Impacto humano. El desempleo como disciplinador social

El abogado Emanuel Blanco analizó en Nord24 el impacto de los despidos y el cierre de comercios.

El debate económico actual suele limitarse a variables macroeconómicas como el déficit, la inflación y las tasas de interés, ignorando las profundas consecuencias humanas que deterioran el tejido social. En declaraciones a Nord24, el abogado Emanuel Blanco (M.P. 12.146) advirtió que la ola de despidos en el sector privado, el cierre de comercios y la reducción de personal en el sector público no son meras estadísticas. El especialista analizó que el desempleo, más allá de ser una problemática financiera, opera como un poderoso disciplinador social que instala el miedo colectivamente y altera de forma drástica las conductas, expectativas y formas de relacionarse dentro de la comunidad.

El letrado precisó que cuando el temor a perder el puesto laboral se generaliza, las consecuencias impactan de manera directa incluso en quienes conservan su ocupación. Bajo esta dinámica, se impone una lógica de resignación silenciosa donde los trabajadores se ven obligados a aceptar salarios insuficientes, condiciones precarias y una creciente incertidumbre. Según Blanco, el empleado deja de negociar desde la seguridad que otorga la dignidad del trabajo y pasa a actuar desde la pura necesidad de subsistencia; un fenómeno que debilita la capacidad de organización colectiva y de proyección a futuro, volviendo a la sociedad mucho menos libre y funcional a un modelo de exclusión.

En una dimensión más profunda, el profesional recordó que el empleo es una fuente vital de identidad, pertenencia y autoestima, coincidiendo con los postulados del Papa Francisco sobre cómo el trabajo permite a los ciudadanos ser protagonistas de su propia historia. La pérdida del puesto laboral destruye proyectos familiares y quiebra los lazos comunitarios, un escenario agravado por una cultura contemporánea que exalta el individualismo extremo y la competencia permanente. Frente a esto, el abogado contrapuso que nadie se realiza en soledad y que las personas necesitan de una red sólida de instituciones —como familias, clubes y escuelas— para desarrollarse plenamente.
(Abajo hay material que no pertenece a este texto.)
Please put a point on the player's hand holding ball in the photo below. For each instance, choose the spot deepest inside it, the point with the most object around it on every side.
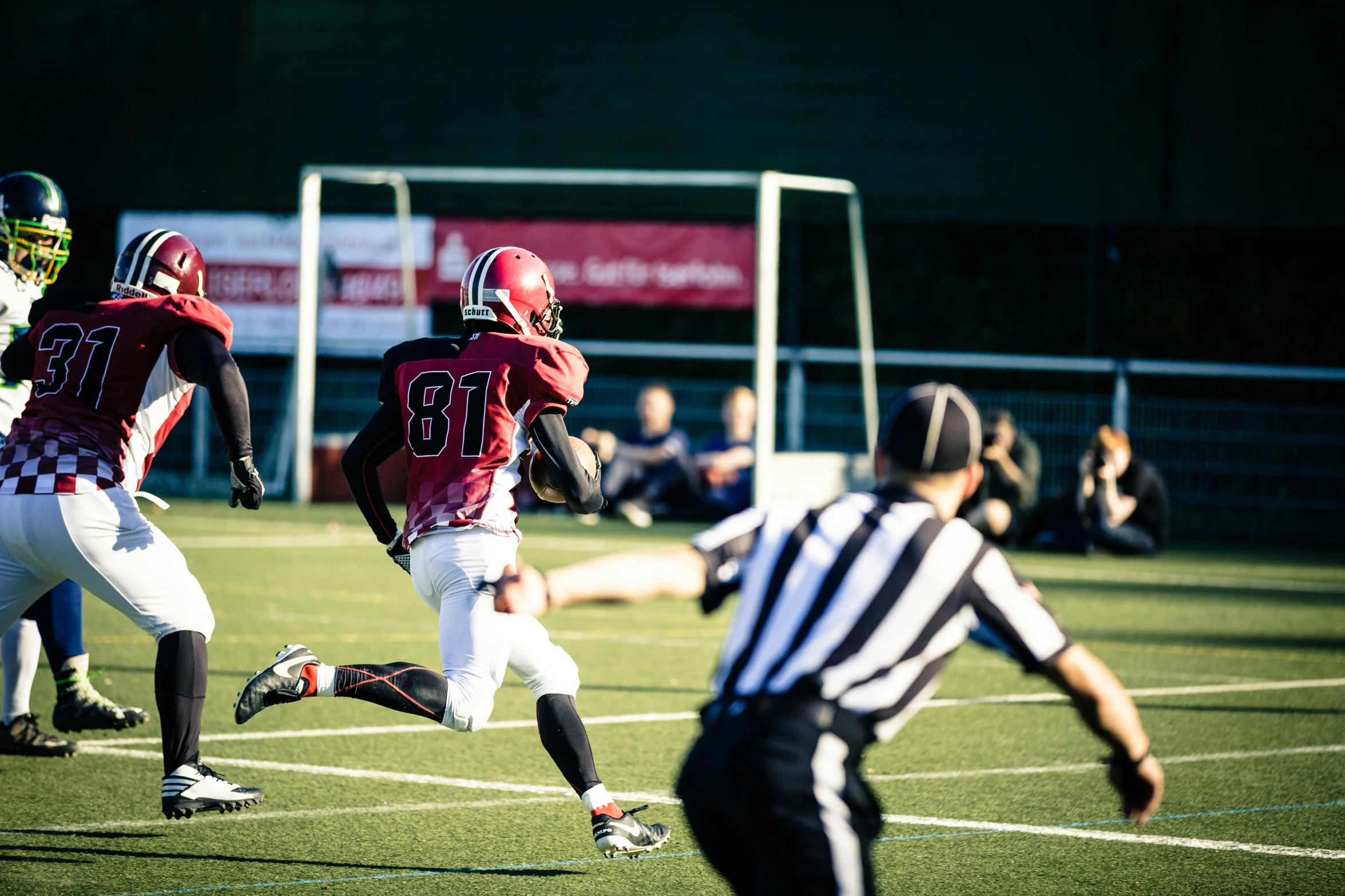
(245, 485)
(542, 479)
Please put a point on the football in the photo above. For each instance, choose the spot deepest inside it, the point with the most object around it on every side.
(543, 483)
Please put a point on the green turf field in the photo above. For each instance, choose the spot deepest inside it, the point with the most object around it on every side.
(1192, 621)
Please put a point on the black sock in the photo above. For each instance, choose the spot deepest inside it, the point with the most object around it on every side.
(564, 736)
(181, 694)
(397, 686)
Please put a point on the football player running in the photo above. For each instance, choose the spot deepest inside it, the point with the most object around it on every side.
(35, 240)
(109, 381)
(465, 412)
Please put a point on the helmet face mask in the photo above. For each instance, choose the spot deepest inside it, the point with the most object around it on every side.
(33, 226)
(511, 286)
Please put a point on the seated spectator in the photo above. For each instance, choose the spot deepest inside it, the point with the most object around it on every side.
(1121, 503)
(646, 469)
(1009, 489)
(724, 465)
Blanco enfatizó que el verdadero desafío de este tiempo no consiste únicamente en equilibrar indicadores macroeconómicos, sino en definir qué modelo de comunidad se pretende construir para la provincia y la nación. El debate sobre el empleo debe abandonar los fríos análisis numéricos para posicionarse como un eje central de la dignidad humana y la cohesión social. Para el especialista, una comunidad libre no es aquella donde cada individuo lucha solo para sobrevivir en la incertidumbre, sino una donde la economía se coloca al servicio de las personas, garantizando oportunidades reales y un futuro con esperanza.